Brief (30s) attacks of vertigo provoked by rapid changes in head position, typically + nausea.
~50y onset.
Worse in morning and evening.
Bouts typically last a few weeks, then a degree of resolution.
Pathophys: otoliths become dislodged within utricle, migrate through endolyph to lie usually in the posterior semicircular canal –> sensation of vertigo
Dx: Dix-Hallpike test
Tx: Epley manouvre
Causes of cord (+/- root) compression?
Infection: epidural abscess, discitis
Tumours: extradural (i.e. in vertebrae - usually mets, or multiple myeloma); intradural/extramedullary (meningiomas, Schwannomas, neurofibromas), intramedullary (astrocytoma, ependymoma, haemangioblastoma)
Degeneration of surrounding structures: cervical spondylosis i.e. osteoarthritis of the spine
Haematoma: AVM, spontaneous (warfarin), trauma.
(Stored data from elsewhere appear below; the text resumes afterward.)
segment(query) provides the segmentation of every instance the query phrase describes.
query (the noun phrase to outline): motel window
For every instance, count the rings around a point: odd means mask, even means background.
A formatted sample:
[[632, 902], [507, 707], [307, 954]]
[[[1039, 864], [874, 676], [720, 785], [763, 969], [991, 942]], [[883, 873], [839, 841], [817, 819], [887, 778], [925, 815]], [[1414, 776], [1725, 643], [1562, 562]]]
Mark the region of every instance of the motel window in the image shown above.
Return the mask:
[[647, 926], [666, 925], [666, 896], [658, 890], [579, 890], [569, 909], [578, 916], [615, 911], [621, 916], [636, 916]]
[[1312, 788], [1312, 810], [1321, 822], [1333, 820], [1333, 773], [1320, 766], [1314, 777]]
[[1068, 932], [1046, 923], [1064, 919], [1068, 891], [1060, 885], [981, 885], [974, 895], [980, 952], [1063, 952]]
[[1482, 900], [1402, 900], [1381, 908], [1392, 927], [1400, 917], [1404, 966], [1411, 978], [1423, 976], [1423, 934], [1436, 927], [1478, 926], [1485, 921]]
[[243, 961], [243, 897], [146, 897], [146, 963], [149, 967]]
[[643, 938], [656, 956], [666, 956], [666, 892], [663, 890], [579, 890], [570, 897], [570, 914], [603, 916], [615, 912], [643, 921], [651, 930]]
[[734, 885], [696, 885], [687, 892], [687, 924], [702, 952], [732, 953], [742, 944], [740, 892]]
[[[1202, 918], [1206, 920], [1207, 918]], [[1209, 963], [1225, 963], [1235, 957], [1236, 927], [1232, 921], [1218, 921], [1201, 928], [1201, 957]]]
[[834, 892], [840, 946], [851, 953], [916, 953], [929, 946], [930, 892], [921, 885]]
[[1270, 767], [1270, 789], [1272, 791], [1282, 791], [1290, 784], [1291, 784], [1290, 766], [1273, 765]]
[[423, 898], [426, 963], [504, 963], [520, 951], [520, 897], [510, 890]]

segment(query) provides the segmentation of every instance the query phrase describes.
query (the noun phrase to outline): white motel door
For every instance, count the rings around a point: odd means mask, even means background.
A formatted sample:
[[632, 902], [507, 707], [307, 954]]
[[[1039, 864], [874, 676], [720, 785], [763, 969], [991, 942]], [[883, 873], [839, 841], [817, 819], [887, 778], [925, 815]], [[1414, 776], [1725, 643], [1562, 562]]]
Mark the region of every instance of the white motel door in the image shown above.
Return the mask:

Haematoma of any cause can be extradural, intradural or intramedulalry.
Cystic lesions: extradural, intradural (arachnoidal), intramedullary (syringomyelia)
Causes of epidural abscess?
Spinal surgery/anaesthesia
Spinal trauma
IVDU (especially if concomitant HIV+)
Septic embolus from endocarditis
Local spread e.g. from vertebral osteomyelitis, psoas abscess, contiguous soft-tissue infx e.g. boils
Other risk factors: immunosuppression (diabetes, HIV)
Usually S. aureus; if chronic can be TB
SIGNS of cord compression and what is the ONE symptom that it usually presents with?
Usually presents with WEAK LEGS
Neck: limited painful neck movement +/- crepitus; flexion may produce tingling down spine (L’hermitte’s sign)
Arms/legs:
- Motor: LMN signs @ level of compressed cord (due to simultaneous root compression), and UMN signs below - visible atrophy of hand and forearm muscles, sensory loss (especially pain & temperature), spastic weakness (e.g. clumsy hands; often one leg is more weak and spastic than the other, and patient may describe legs as HEAVY; can have foot drop), brisk reflexes, upgoing plantars.
- Sensory: reduced proprioception and vibration sense; numbness in hands.
- Autonomic: incontinence, hesitance, urgency (but NB these are often late signs)
How would you describe the pattern of weakness of weak hip flexion, weak knee flexion, but intact hip and knee extension?
Pyramidal weakness
In spastic paraplegia/quadriplegia, how are the limbs held?
Arm: shoulder adducted, with flexion at the elbow and flexion at the wrist and fingers. (flexors > extensors)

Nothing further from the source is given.